Fig. 277—The drill-baboon (Cynocephalus leucophæus).
(From Brehm.)

As a matter of fact, it is possible to draw such a sharp morphological distinction—a distinction based on anatomic structure—between the fore and hind extremity. In the formation both of the bony skeleton and of the muscles that are connected with the hand and foot before and behind there are material and constant differences; and these are found both in man and the ape. For instance, the number and arrangement of the smaller bones of the hand and foot are quite different. There are similar constant differences in the muscles. The hind extremity always has three muscles (a short flexor muscle, a short extensor muscle, and a long calf-muscle) that are not found in the fore extremity. The arrangement of the muscles also is different before and behind. These characteristic differences between the fore and hind extremities are found in man as well as the ape. There can be no doubt, therefore, that the ape’s foot deserves that name just as much as the human foot does, and that all true apes are just as “bimanous” as man. The common distinction of the apes as “quadrumanous” is altogether wrong morphologically.

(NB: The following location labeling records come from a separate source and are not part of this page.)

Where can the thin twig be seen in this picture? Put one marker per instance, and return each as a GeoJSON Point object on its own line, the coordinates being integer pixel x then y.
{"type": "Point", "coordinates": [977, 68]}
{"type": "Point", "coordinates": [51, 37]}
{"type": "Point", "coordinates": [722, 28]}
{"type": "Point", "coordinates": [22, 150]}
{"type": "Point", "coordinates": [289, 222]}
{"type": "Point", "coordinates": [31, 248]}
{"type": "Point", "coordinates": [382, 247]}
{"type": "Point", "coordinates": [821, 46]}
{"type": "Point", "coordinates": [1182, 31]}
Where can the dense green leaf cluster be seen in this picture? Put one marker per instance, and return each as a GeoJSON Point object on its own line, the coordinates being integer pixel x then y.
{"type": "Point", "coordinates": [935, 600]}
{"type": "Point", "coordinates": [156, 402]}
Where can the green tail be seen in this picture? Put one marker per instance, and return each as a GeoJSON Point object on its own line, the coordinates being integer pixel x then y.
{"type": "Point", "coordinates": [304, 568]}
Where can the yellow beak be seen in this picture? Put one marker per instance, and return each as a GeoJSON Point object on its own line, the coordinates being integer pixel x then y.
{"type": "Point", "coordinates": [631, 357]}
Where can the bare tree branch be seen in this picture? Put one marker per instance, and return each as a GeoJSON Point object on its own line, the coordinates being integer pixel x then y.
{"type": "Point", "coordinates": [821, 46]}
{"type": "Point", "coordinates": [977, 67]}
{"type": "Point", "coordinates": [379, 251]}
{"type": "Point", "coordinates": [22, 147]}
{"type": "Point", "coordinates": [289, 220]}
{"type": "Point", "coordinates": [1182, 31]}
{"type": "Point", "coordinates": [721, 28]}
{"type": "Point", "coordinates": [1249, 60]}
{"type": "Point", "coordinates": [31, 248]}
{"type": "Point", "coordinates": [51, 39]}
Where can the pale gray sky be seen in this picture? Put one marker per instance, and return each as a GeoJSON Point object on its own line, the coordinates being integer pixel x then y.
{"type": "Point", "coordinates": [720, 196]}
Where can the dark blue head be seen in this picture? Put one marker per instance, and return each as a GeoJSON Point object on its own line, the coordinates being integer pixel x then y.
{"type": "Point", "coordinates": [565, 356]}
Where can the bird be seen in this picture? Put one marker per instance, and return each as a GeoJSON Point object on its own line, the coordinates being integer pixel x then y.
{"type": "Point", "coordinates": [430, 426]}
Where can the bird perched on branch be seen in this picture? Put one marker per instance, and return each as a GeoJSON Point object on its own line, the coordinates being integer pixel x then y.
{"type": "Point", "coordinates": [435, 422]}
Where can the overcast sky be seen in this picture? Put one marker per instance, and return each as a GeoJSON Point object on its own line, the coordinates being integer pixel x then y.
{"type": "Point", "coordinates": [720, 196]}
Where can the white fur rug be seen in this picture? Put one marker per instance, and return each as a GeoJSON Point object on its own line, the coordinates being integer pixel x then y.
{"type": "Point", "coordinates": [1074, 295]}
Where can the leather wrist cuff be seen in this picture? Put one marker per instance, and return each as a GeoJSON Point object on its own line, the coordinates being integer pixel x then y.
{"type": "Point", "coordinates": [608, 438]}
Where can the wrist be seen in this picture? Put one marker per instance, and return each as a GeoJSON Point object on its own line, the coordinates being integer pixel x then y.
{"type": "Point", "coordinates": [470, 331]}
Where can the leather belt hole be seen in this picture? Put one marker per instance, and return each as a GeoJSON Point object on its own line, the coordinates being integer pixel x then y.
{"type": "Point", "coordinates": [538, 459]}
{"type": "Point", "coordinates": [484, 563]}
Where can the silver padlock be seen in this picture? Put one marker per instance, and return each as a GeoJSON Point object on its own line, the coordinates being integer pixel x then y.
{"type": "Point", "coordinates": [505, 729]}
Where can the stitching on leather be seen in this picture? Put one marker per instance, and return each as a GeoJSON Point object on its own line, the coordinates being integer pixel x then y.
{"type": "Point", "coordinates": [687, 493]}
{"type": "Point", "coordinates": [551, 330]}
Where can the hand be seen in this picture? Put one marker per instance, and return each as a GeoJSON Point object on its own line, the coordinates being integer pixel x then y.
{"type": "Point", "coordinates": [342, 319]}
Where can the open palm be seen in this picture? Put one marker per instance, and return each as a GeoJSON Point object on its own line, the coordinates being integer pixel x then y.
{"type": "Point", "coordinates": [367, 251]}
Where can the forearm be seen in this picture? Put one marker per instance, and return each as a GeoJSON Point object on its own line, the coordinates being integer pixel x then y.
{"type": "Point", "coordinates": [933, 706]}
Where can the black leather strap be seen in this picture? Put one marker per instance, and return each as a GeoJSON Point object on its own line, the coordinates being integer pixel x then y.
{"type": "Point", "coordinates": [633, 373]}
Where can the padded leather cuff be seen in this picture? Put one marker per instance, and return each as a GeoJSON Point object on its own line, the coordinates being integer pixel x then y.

But it may be asked whether, quite apart from this, we can find any other features that distinguish man more sharply from the ape than the various species of apes are distinguished from each other. Huxley gave so complete and demonstrative a reply to this question that the opposition still raised on many sides is absolutely without foundation. On the ground of careful comparative anatomical research, Huxley proved that in all morphological respects the differences between the highest and lowest apes are greater than the corresponding differences between the highest apes and man. He thus restored Linné’s order of the Primates (excluding the bats), and divided it into three sub-orders, the first composed of the half-apes (Lemuridæ), the second of the true apes (Simiadæ), the third of men (Anthropidæ).

But, as we wish to proceed quite consistently and impartially on the laws of systematic logic, we may, on the strength of Huxley’s own law, go a good deal farther in this division. We are justified in going at least one important step farther, and assigning man his natural place within one of the sections of the order of apes. All the features that characterise this group of apes are found in man, and not found in the other apes. We do not seem to be justified, therefore, in founding for man a special order distinct from the apes.